Inductor's pattern matcher matches those aten ops to recover the original meaning of quantized_decomposed.foo.

My question is why not keep quantized_decomposed.foo in the AOTDispatch graph? This would make pattern matching much simpler and ensure that joint graph passes don't mess up the pattern before it can be matched in the post-grad passes. If the concern is not wanting to write lowerings, then you should still be able to decompose any quantization ops that remain after the quantization pattern matcher is finished.

Or I suppose maybe you want all core aten ops for export's sake. In which case I think the best thing would be to have a set of "un-decompose" patterns that runs on the joint graph to undo such decompositions before any other passes run.

cc @leslie-fang-intel

I'm not exactly sure, I think we probably want to preserve these ops in AOTI path. maybe these are decomposed for performance optimizations, maybe @leslie-fang-intel or @Xia-Weiwen knows

Hi @peterbell10 @jerryzh168, thanks for your comments. Also cc @jgong5 for this discussion.

Yean, currently we do the torch.ops.quantized_decomposed.quant/dequant decomposition during the AOTAutograd which is before pattern matcher phase. I suppose we can move it to the Inductor lowering phase and removing corresponding decomposition. But it may require some efforts to ensure no bc-breaking.

Another question, I think Quantization is just one of the specific cases which has been broken with the changes in Fixed arange decomp for float dtype #123445. Some other operators which has been decomposed with add/mul may also have potential vulnerabilities to this change.

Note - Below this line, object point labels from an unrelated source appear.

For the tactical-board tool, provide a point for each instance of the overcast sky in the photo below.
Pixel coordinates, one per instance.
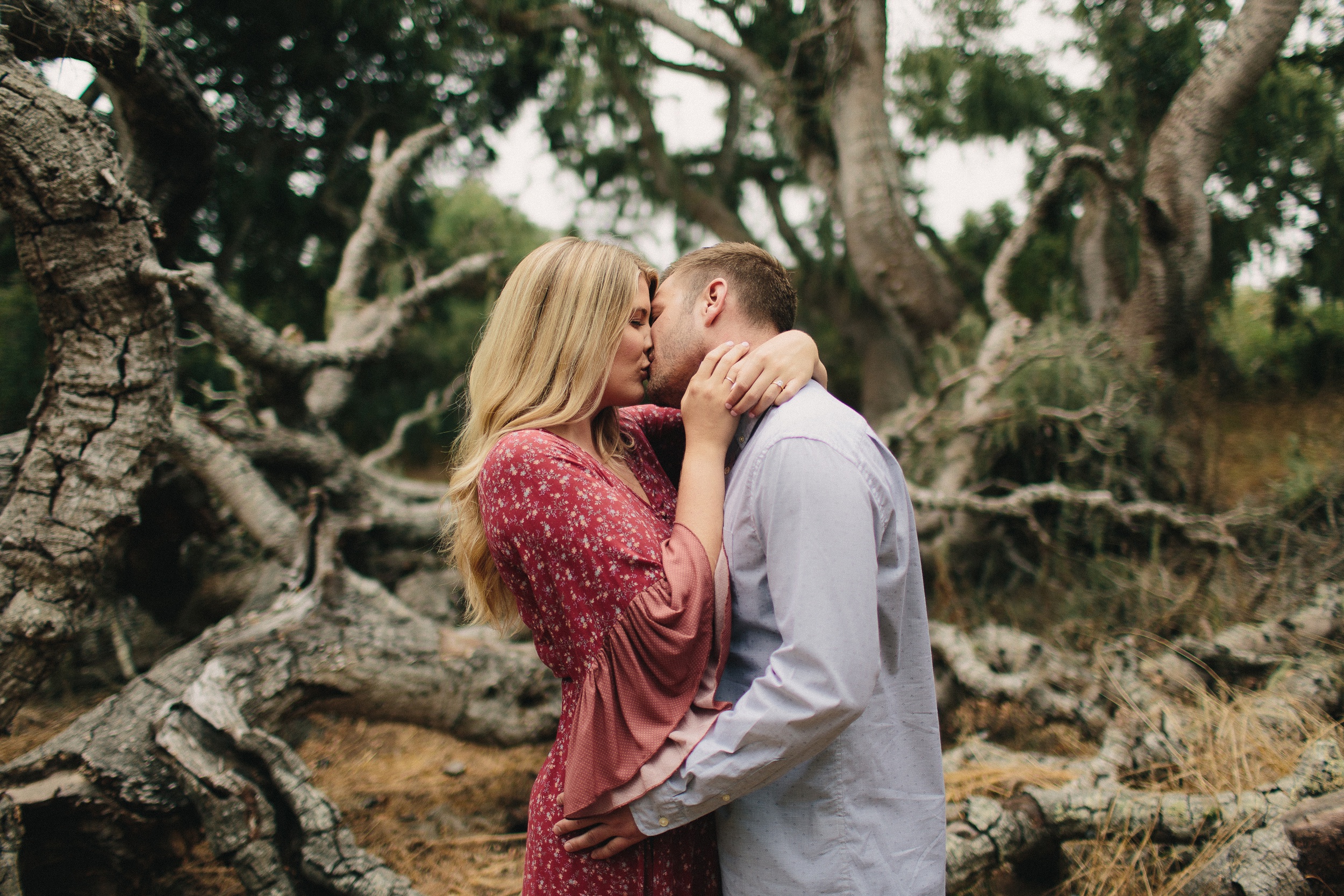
(957, 179)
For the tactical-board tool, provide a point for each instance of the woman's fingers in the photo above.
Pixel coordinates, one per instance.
(789, 391)
(613, 847)
(768, 398)
(742, 375)
(711, 359)
(589, 838)
(725, 364)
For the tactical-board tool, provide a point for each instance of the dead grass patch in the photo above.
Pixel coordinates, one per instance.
(1000, 782)
(1012, 726)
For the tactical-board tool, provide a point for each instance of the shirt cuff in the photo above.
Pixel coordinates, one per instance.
(662, 811)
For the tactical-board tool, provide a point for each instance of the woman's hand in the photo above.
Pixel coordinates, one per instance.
(775, 372)
(709, 426)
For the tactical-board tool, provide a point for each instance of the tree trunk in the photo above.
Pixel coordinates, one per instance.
(1167, 308)
(1101, 275)
(896, 272)
(170, 155)
(105, 800)
(95, 433)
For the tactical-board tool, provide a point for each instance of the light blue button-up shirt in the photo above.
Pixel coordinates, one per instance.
(827, 773)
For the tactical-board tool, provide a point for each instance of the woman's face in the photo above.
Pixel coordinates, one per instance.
(631, 366)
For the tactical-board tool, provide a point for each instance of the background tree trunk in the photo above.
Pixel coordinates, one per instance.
(1167, 307)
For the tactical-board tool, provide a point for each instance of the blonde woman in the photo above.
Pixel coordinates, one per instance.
(565, 518)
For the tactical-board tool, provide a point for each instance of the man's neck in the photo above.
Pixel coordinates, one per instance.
(753, 336)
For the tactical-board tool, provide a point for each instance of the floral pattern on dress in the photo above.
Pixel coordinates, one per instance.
(576, 544)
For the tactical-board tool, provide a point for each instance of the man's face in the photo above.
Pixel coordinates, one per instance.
(678, 345)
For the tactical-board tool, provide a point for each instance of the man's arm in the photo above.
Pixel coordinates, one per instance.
(815, 516)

Can we move this pass after pattern matcher to avoid the breaking of existing patterns?

Can we move this pass after pattern matcher to avoid the breaking of existing patterns?

This pass is done during the joint graph pass which makes sense to me as the more we simplify the graph before partitioning, potentially the better partition we can get. On the other hand the quantization patterns are registered post-grad which will always be after the joint graph phase.

One solution might be to move quantization passes into the joint graph phase, and move this pass to the end of the joint graph passes. That would allow us to match quantization patterns on the raw decomposed graph while still partitioning the simplified graph.

Does that sound acceptable?

Thanks for the comment @peterbell10, so looks like we may have 2 options now.

Option 1: Don't do the quant/dequant decomposition and left the optimization in the lowering phase. In this way we have see these operators (un-decomposed) in the quantization pattern matcher phase. This option makes the quantization pattern clearer but may require some effort to refactor and ensure no bc-breaking.

Option 2: As @peterbell10 mentioned above as move the quantization passes into the joint graph phase, and move remove_no_ops pass to the end of the joint graph passes. The change effort should be less than option 1.

@jgong5 any suggestions?

@jgong5 ping
edit: nvm, I somehow missed the PR linked below in my notifications.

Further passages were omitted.